William Langdon published in April 2014 in BioData Mining about mycoplasma reads in the 1000 Genomes sequencing data. He tested 2% of the total runs produced by the project (3982/187720) and found 7% of them (269/3982) to be contamintated with mycoplasma. A full description of the analysis can be found in his paper.
A full list of the runs Langdon tested and their contamination status can be found on our FTP site.
We recognise that there are mycoplasma sequence reads in some of the 1000 Genomes Project raw data sets but we do not believe that they have affected any of the published results and analyses, nor the use of data from the project by additional users.

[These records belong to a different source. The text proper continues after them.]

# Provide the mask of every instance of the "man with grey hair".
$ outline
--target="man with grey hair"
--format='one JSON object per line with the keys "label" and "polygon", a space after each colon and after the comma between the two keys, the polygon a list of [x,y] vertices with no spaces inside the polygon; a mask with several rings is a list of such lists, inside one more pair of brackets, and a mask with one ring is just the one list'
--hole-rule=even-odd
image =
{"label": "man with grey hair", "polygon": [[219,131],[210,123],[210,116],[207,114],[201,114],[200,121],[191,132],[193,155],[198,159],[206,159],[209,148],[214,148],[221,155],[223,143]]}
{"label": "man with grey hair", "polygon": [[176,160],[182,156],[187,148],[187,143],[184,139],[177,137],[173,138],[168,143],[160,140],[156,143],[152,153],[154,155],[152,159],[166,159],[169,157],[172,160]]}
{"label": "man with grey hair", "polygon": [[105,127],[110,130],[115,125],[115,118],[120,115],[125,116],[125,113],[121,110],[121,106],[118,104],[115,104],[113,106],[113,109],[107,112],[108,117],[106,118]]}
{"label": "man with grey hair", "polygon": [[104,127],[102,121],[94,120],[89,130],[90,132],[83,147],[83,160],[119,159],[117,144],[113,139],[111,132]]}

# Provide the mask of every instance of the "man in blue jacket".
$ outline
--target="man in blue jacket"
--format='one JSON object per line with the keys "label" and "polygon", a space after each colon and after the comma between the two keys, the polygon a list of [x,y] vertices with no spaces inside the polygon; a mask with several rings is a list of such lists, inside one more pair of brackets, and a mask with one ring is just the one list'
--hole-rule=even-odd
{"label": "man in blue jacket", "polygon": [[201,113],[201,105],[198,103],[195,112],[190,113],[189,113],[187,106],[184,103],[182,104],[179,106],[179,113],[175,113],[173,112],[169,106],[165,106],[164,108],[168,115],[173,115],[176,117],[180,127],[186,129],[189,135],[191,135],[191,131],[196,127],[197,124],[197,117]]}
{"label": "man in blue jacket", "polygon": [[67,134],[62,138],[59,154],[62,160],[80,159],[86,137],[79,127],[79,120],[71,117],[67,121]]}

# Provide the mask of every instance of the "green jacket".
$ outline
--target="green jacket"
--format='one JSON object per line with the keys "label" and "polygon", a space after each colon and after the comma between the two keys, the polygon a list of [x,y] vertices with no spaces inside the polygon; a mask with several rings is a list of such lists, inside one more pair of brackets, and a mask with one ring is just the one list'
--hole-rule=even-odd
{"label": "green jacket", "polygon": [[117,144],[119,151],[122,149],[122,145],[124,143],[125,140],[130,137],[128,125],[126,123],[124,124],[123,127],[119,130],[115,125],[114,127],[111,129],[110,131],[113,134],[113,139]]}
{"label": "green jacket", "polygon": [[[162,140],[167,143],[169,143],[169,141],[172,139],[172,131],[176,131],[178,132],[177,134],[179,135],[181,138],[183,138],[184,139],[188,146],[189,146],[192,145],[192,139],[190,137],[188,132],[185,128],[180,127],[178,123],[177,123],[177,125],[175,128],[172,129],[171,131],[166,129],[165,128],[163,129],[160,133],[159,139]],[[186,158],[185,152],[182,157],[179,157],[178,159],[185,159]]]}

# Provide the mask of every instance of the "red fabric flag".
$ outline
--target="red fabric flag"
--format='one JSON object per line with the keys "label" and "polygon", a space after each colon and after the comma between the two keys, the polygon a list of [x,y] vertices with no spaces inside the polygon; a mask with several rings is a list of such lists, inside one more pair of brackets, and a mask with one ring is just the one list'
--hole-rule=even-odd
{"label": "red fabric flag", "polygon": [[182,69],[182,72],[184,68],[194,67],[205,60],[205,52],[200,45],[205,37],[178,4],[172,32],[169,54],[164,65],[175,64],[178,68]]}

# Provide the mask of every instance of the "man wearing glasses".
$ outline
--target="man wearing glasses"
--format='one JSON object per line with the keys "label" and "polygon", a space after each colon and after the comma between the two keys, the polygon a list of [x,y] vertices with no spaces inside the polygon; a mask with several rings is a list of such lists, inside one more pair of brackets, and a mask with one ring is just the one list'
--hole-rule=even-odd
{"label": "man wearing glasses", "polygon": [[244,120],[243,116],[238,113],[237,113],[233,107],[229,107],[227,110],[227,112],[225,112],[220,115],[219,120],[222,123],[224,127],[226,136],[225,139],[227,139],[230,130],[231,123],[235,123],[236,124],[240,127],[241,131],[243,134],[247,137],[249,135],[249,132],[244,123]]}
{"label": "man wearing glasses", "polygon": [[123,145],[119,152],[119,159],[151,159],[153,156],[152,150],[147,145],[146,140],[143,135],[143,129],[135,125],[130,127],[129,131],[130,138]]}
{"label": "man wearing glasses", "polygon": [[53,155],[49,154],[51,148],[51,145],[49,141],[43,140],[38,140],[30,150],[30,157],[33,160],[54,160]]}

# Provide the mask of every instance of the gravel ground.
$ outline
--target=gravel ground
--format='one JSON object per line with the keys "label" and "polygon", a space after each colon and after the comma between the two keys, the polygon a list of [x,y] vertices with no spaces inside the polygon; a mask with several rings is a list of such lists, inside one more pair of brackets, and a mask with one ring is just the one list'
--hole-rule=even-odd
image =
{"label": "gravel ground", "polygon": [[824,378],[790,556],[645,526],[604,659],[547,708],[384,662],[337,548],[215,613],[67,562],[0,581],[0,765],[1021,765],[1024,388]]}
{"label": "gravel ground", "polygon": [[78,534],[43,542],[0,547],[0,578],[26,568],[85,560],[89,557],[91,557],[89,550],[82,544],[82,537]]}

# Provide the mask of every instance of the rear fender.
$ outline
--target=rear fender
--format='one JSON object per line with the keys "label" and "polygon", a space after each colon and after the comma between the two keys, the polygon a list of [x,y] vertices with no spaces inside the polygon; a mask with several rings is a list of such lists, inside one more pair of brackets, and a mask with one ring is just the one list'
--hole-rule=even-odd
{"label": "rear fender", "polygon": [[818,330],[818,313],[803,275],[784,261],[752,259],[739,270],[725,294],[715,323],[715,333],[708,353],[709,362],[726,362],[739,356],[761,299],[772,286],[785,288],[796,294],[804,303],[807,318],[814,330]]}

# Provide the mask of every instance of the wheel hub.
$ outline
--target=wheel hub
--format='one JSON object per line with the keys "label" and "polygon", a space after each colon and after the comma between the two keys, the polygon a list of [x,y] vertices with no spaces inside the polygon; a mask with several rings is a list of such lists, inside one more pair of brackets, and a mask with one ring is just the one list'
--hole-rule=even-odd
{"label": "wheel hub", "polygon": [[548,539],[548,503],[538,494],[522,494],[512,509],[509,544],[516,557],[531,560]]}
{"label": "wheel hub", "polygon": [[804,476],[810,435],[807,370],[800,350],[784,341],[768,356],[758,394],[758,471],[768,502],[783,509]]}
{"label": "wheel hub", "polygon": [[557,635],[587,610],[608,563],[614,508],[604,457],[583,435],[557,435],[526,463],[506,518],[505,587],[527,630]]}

The primary outcome from the 1000 Genomes Project is a collection of more than 35 million human genetic variants. These are obtained from reads that map to the human reference genome. As Langdon points out, the mycoplasma reads identified by Langdon do not map to the human reference genome, so they do not contaminate the results on human genetic variation. The 1000 Genomes Project makes its raw data sets available for reanalysis, and the complete read sets include mycoplasma reads, as well as reads from Epstein-Barr virus (EBV) and potentially from other non-human organisms that may have been present in the starting material. However the project also makes aligned data sets available and the vast majority of users only examine the reads aligned to the human reference, along with the inferred individual genome sequences derived from them. We make all the original raw data available as a matter of policy, both for transparency with respect to our data processing, and also to support those who would like to examine additional technical or biological phenomena that can be derived from the data.
Most of the DNA used for 1000 Genomes Project sequencing was obtained from immortalised cell lines and, although mycoplasmal infection of laboratory cell lines is undesirable, it is not a great surprise that some of these had mycoplasma infections, especially given that some of the cell lines and DNA were prepared a long time ago.